With a golden opportunity to pad their lead, the Caps couldn’t get anything going on that power play, and a couple of minutes after they killed off those penalties, the Sens pulled even when Jakob Chychrun made a nifty play off the rush to send Kastelic to the net. Kastelic tucked in his fifth goal of the season to make it a 1-1 game at 5:40 of the middle period.
Late in the frame, the Caps again took the lead, again doing so with some secondary scoring. This time, it was Aliaksei Protas, who potted a rebound of a Trevor van Riemsdyk point shot to give the Caps a 2-1 lead at 17:10, a lead they would take into the third. Protas’ sixth goal of the season was his first since Ottawa’s last visit here on Feb. 26.
Despite finishing up a set of back-to-backs on Sunday, the Sens seemed to have better legs for most of the game. They had the better of possession and zone time in all three periods, though the Caps generated more high danger opportunities, but again, without the finish in most instances.
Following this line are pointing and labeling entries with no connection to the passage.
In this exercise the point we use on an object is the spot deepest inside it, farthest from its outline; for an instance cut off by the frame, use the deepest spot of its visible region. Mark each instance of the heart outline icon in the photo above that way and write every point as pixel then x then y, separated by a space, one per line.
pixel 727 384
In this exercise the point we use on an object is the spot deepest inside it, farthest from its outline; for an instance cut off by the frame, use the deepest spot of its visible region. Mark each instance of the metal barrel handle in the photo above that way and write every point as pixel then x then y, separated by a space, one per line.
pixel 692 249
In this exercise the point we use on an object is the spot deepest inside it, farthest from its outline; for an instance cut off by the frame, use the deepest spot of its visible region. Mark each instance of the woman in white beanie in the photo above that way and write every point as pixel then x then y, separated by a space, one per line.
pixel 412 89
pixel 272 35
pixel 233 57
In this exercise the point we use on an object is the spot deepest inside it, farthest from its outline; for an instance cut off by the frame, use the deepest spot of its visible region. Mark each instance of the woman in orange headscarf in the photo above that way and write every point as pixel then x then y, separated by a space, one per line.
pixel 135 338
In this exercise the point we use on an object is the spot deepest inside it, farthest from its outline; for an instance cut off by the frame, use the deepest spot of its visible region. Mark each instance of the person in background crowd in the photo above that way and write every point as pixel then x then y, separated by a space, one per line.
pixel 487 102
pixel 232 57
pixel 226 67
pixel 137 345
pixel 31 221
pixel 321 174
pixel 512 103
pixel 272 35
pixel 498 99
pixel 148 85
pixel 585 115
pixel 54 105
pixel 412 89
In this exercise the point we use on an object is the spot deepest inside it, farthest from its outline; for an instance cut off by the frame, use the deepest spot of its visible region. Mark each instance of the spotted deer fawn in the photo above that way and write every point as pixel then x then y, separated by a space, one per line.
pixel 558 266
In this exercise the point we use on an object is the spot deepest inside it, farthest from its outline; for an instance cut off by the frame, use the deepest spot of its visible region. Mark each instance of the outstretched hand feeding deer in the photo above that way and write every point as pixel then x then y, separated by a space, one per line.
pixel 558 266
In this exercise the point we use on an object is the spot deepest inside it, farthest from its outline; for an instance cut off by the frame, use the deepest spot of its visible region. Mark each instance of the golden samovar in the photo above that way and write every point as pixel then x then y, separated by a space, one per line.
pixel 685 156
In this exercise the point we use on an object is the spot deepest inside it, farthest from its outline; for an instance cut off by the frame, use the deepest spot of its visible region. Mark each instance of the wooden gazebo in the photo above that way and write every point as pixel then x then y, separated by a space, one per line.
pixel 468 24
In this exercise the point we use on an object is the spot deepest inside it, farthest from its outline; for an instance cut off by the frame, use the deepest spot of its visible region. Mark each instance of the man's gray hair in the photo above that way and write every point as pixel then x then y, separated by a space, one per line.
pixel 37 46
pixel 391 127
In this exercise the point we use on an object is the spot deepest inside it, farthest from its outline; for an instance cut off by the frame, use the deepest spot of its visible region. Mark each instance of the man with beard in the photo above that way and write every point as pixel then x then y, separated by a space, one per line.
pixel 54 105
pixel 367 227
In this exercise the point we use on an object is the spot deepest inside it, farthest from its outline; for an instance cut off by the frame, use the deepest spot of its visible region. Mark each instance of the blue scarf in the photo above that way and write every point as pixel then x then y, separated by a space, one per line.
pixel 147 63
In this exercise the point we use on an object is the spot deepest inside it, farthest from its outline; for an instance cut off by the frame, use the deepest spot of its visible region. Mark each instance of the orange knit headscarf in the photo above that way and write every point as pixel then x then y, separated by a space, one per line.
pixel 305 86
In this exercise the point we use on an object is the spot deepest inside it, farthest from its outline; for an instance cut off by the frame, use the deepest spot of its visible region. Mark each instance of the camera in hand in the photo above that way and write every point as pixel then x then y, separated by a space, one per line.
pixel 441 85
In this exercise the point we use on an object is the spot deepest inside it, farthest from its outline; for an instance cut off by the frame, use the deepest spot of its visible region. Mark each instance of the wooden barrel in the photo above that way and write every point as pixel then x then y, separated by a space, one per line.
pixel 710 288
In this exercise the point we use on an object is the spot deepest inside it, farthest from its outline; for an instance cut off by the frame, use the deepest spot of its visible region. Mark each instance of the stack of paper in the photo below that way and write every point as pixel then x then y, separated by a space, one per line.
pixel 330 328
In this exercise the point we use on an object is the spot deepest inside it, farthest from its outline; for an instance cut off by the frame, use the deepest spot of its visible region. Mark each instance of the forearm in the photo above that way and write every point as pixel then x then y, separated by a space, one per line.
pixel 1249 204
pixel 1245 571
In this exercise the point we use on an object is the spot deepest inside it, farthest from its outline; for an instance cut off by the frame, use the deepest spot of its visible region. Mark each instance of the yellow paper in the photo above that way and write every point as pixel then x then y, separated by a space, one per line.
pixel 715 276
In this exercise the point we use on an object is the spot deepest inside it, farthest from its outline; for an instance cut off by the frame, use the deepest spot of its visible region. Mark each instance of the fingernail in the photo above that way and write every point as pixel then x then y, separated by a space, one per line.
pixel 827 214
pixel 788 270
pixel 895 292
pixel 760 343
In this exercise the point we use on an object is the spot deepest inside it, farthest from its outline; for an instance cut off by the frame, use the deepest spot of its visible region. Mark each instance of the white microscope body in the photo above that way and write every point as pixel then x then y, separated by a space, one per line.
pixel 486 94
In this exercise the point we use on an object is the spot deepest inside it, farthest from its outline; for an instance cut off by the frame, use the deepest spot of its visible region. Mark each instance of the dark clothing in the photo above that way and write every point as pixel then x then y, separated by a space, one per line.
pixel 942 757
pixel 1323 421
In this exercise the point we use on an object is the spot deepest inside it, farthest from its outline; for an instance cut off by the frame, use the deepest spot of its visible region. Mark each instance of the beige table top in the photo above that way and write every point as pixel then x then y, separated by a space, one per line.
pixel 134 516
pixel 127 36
Each team missed the net a remarkable total of 24 times in Sunday’s game.
Midway through the third, the Capitals turned in a textbook penalty kill, only to yield the tying tally to Ottawa’s Ridley Greig five seconds later; Grieg scored from the slot on a setup feed from Shane Pinto to make it a 2-2 game with 7:11 remaining.
Charlie Lindgren protected the Caps’ slim lead with some stellar stops in the front half of the third, and he kept the Caps from falling behind with a few more over the remainder of regulation after Grieg’s tying tally.
In overtime, the Caps never had a shot at the Sens’ net. Ottawa won the opening draw, gained the zone, made a few plays, and then Sanderson twirled and spun a few times up high in the zone, waiting for a screen to develop in front and releasing his shot at the perfect moment. It found its way past Lindgren just 41 seconds into the extra session, sending the Caps to a sixth straight excruciating defeat. Sunday's defeat was the second straight in which Washington took a lead into the third period.
“I was just possessing the puck a little bit,” recounts Sanderson. “We talked on our bench before [overtime] that they might pull their goalie, so I was trying to hold onto the puck. I just got up top and Brady [Tkachuk] was going to screen the goalie a little bit, and I shot it off his back and it went in.”
Down to five games remaining in their season, the Caps now take to the road for the next two games. They’ll visit Detroit on Tuesday for what essentially is a must win game for them. The Red Wings are one of two teams the Caps must claw their way past – Pittsburgh is the other – and the Caps do control their destiny with Detroit, but will only continue to do so if they win on Tuesday.
“I think just simplify,” says Caps’ defenseman John Carlson, honored prior to the game for skating in his 1,000th NHL contest late last month, on what Washington must do to right the ship. “Even tonight, when we were going pretty good we were just getting the puck deep; we weren’t making great plays through the neutral zone to spring a 2-on-1 or a 3-on-2. We control play like that more than any other way.”